Every business needs a business model. But what exactly is a business model? In the most basic terms, a business model is how you plan to make money with your business. You need to ask questions like, “Who is your target customer?”, “How will you generate revenue?”, “How will you reach potential customers, convert them to paying customers, and keep them paying?” These questions will help you decide which business model will be best for you.
There are plenty of well-documented examples to help you understand what a business model is, and how the right model will help your startup succeed. In an article in BPlans, there are some great examples of business models, such as:
- Add-On: Core product/service is competitively priced, with lots of paid add-ons
- Advertising: Other companies pay to advertise with your company (online, radio, newspaper)

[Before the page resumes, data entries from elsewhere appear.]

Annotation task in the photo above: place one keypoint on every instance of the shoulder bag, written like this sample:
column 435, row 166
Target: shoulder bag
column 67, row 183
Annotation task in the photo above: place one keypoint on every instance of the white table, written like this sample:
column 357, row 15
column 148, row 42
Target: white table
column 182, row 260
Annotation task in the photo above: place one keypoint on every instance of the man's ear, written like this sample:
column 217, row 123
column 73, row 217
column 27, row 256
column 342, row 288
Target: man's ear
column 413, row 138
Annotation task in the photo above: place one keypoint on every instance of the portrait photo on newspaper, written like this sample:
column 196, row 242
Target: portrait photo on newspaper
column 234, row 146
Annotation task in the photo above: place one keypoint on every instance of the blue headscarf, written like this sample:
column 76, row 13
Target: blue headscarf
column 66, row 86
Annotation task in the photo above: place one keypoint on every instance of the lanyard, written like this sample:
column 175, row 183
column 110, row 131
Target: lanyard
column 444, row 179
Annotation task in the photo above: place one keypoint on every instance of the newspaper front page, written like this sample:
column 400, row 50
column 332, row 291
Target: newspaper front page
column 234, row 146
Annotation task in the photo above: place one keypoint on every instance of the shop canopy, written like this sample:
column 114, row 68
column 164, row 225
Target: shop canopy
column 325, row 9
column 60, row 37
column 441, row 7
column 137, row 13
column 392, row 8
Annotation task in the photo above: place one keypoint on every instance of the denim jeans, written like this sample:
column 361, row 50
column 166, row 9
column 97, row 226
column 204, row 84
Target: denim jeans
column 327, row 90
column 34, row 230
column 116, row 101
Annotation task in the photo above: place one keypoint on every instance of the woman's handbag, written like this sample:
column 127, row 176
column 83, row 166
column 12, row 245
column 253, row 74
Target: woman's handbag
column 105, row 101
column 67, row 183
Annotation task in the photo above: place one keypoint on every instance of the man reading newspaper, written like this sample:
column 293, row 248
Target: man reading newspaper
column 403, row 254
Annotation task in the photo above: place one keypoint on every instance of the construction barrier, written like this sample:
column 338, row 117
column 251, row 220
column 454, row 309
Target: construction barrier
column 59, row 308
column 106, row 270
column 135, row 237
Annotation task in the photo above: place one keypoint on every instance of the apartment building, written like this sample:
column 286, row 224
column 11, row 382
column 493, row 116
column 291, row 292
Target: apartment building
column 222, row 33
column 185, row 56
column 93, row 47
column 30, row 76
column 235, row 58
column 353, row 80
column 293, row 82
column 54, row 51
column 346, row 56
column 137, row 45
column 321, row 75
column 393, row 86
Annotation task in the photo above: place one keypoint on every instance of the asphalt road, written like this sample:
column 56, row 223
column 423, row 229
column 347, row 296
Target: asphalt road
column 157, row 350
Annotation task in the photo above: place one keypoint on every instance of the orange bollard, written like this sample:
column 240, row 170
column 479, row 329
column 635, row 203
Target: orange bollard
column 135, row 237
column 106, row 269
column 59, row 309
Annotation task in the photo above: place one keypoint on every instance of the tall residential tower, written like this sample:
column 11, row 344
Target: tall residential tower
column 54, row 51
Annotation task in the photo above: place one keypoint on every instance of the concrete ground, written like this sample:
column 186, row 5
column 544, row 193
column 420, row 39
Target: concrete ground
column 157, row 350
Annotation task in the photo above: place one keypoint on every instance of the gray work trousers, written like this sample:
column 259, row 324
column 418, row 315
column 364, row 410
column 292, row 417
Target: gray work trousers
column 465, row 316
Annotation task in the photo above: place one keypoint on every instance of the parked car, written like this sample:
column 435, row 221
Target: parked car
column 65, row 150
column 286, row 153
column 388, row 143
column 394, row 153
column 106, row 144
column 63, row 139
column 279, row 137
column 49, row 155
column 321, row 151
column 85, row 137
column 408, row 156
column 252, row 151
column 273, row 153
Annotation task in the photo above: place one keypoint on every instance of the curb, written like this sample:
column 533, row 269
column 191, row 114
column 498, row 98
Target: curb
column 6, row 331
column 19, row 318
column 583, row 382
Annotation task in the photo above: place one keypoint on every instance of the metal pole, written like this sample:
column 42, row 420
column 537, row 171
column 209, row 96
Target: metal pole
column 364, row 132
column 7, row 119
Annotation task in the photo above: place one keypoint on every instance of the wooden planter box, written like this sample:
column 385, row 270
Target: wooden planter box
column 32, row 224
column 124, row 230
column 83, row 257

- Affiliated: Helping others sell their products in exchange for a commission
- Auction: like eBay. ‘Nuff said
- Bait and Hook: Similar to the add-on model. A good example is a razor; the handle is cheap, but the replaceable blades and expensive and continually being upgraded.
- Direct sales: selling direct to customers, with no middleman
- Franchise: buying an existing business model from a chain e.g. McDonalds, Subway
- Freemium: Giving away something for free in exchange for personal details. This works on the basis of being able to market to you later and hopefully make sales. Often free versions of software come with ads, whereas paid versions do not.
- Low cost: One word. . . Ryanair. Higher volume, lower pricing. Higher priced add-ons.
- Subscription: recurring payments for products/services. Magazines or cloud storage/software is a good example of this.